HtmlTokenizer
Last updated at 7:57 am UTC on 16 September 2017
In category: 'Etoys-Squeakland-Network-HTML-Tokenizer' in Squeak 6.0a.
This class takes a text stream and produces a sequence of HTML tokens.
It requires its source stream to support #peek.
HtmlTokenizer on: aStream
| tokenizer htmlSource |
htmlSource := '<h1>The title of my report</h1><p>This report is about ...</p>'.
tokenizer := HtmlTokenizer on: htmlSource readStream.
Transcript clear.
[tokenizer atEnd] whileFalse: [Transcript show: tokenizer next printString; cr]
Output on Transcript
{HtmlTag:<h1>}
{HtmlText:The title of my report}
{HtmlTag:</h1>}
{HtmlTag:<p>}
{HtmlText:This report is about ...}
{HtmlTag:</p>}
HtmlTokenizer is used by the HtmlParser class.
Tokens types are
HtmlToken printHierarchy '
ProtoObject #()
Object #()
HtmlToken #(''source'')
HtmlComment #()
HtmlTag #(''isNegated'' ''name'' ''attribs'')
HtmlText #(''text'')'
Implementaton of HtmlTokenizer next
next
"return the next HtmlToken, or nil if there are no more"
|token|
"branch, depending on what the first character is"
self atEnd ifTrue: [ ^nil ].
self peekChar = $<
ifTrue: [ token := self nextTagOrComment ]
ifFalse: [ token := self nextText ].
"return the token, modulo modifications inside of textarea's"
textAreaLevel > 0 ifTrue: [
(token isTag and: [ token name = 'textarea' ]) ifTrue: [
"textarea tag--change textAreaLevel accordingly"
token isNegated
ifTrue: [ textAreaLevel := textAreaLevel - 1 ]
ifFalse: [ textAreaLevel := textAreaLevel -2 ].
textAreaLevel > 0
ifTrue: [
"still inside a <textarea>, so convert this tag to text"

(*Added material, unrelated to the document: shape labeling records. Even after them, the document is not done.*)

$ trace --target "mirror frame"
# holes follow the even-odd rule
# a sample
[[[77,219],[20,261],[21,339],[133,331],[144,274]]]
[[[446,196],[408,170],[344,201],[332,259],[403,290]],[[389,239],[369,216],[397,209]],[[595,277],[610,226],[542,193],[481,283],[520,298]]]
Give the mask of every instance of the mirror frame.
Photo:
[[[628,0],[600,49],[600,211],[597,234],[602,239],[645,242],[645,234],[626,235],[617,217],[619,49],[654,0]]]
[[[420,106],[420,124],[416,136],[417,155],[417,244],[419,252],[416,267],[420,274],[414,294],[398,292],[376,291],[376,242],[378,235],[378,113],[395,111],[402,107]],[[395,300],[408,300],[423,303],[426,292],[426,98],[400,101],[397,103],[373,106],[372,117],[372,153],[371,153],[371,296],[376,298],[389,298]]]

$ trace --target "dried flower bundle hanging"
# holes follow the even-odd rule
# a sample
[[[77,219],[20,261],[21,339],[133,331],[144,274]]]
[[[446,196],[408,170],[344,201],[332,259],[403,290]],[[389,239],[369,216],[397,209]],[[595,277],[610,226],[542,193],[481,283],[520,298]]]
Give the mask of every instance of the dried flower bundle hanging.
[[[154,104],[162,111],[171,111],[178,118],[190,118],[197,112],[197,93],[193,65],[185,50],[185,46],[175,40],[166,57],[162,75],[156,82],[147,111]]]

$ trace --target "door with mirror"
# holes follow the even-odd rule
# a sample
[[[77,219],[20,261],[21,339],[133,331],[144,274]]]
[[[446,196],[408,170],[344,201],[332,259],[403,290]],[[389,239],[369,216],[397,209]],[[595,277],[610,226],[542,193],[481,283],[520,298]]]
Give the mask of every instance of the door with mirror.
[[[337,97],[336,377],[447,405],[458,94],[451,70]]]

^HtmlText forSource: token source ]
ifFalse: [ "end of the textarea; return the tag" ^token ] ].
"end of the textarea"
"inside the text area--return the token as text"
^HtmlText forSource: token source ].
(token isTag and: [ token isNegated not and: [ token name = 'textarea' ]]) ifTrue: [
"beginning of a textarea"
inTextArea := true.
^token ].
^token